Sora – Furto finito a bastonate, l’arrestato ora è ai domiciliari: la famiglia dell’anziano aveva già chiesto aiuto

Dal furto alla rapina impropria con la vittima finita in ospedale: il soggetto era già noto per precedenti analoghi

È stato convalidato l’arresto del 59enne di Sora  protagonista dell’aggressione avvenuta in un vivaio nel tardo pomeriggio di mercoledì 29 aprile. – LEGGI QUI – Per lui il giudice del Tribunale di Cassino, nella giornata di ieri, ha disposto la misura degli arresti domiciliari.

Si tratta di un soggetto già noto alle forze dell’ordine, con precedenti per reati analoghi e condanne alle spalle. Fino a pochi mesi fa era sottoposto all’obbligo di firma. Nei suoi confronti, inoltre, la famiglia della vittima aveva presentato nel tempo diverse denunce per furti, indicandolo come responsabile di episodi simili.

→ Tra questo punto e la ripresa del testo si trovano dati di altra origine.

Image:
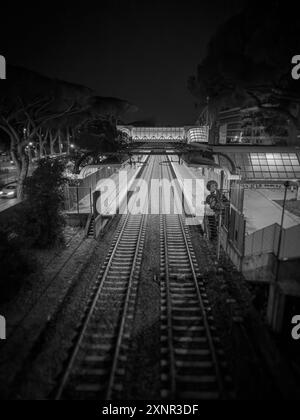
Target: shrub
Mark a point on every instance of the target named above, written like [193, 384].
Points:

In passato, tuttavia, non si erano mai registrati episodi di violenza di questa portata. Questa volta, invece, l’azione avrebbe potuto avere conseguenze ben più gravi. Un furto di due piante si è trasformato in una rapina impropria e, per circostanze fortunate, non è andata peggio. Solo grazie all’intuito dei carabinieri della Compagnia di Sora e alle indagini avviate rapidamente, i militari dell’Arma sono riusciti a rintracciarlo ed arrestarlo. Un quadro che oggi assume contorni ancora più delicati alla luce di un elemento non secondario emerso: l’uomo avrebbe problematiche di salute mentale. 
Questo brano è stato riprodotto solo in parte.